Windows Server 2008 functional level— In this functional level, all domain controllers must be running Windows Server 2008 or later. Changing the domain and forest functional level to Windows Server 2008 adds additional functionality, such as fine-grained password policies.
Windows Server 2008 R2 functional level—
In this functional level, all domain controllers must be running
Windows Server 2008 R2. Changing the forest functional level to this
latest AD DS level grants Windows Server 2008 R2 feature functionality,
such as access to the Active Directory Recycle Bin.
By default, a fresh
installation of Active Directory on Windows Server 2008 R2 domain
controllers allows you to choose which functional level you want to
start the forest in.

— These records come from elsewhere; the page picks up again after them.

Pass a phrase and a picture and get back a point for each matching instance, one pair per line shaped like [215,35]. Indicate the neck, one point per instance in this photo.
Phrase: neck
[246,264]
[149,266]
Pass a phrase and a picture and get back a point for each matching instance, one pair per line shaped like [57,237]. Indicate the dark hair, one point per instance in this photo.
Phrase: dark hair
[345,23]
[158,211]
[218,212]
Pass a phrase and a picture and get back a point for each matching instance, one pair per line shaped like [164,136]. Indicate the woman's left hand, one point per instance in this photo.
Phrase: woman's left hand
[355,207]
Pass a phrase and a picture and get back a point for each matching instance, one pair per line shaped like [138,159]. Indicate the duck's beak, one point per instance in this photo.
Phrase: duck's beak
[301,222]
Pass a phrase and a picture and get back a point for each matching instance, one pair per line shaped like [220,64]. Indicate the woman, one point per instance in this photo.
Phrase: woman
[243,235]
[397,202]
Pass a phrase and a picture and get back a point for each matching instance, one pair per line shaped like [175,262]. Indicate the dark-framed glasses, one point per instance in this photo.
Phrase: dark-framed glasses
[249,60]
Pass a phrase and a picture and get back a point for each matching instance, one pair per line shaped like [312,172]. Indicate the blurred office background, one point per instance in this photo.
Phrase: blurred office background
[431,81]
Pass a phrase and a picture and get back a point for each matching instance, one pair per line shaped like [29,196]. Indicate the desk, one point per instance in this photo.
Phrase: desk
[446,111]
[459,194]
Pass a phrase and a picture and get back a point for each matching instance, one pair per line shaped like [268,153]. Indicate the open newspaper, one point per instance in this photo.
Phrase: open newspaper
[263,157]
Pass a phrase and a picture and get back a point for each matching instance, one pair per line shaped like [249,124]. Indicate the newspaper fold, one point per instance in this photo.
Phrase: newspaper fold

If an existing forest is in place, it can be
brought to Windows Server 2008 R2 functional level by performing the
following steps:
1. | Ensure
that all domain controllers in the forest are upgraded to Windows
Server 2008 R2 or replaced with new Windows Server 2008 R2 DCs.
|
2. | Open Active Directory Domains and Trusts from the Administrative Tools menu on a domain controller.
|
3. | In the left scope pane, right-click on the domain name, and then click Raise Domain Functional Level.
|
4. | In the box labeled Raise Domain Functional Level, select Windows Server 2008 R2, and then click Raise.
|
5. | Click OK and then click OK again to complete the task.
|
6. | Repeat steps 1–5 for all domains in the forest.
|
7. | Perform
the same steps on the root node of Active Directory Domains and Trusts,
except this time choose Raise Forest Functional Level and follow the
prompts.
|
When all domains and the forest
level have been raised to Windows Server 2008 R2 functionality, the
forest can take advantage of the latest AD DS functionality, such as the
Active Directory Recycle Bin. Remember, before you accomplish this task, Windows Server 2008
R2 essentially operates in a downgraded mode of compatibility.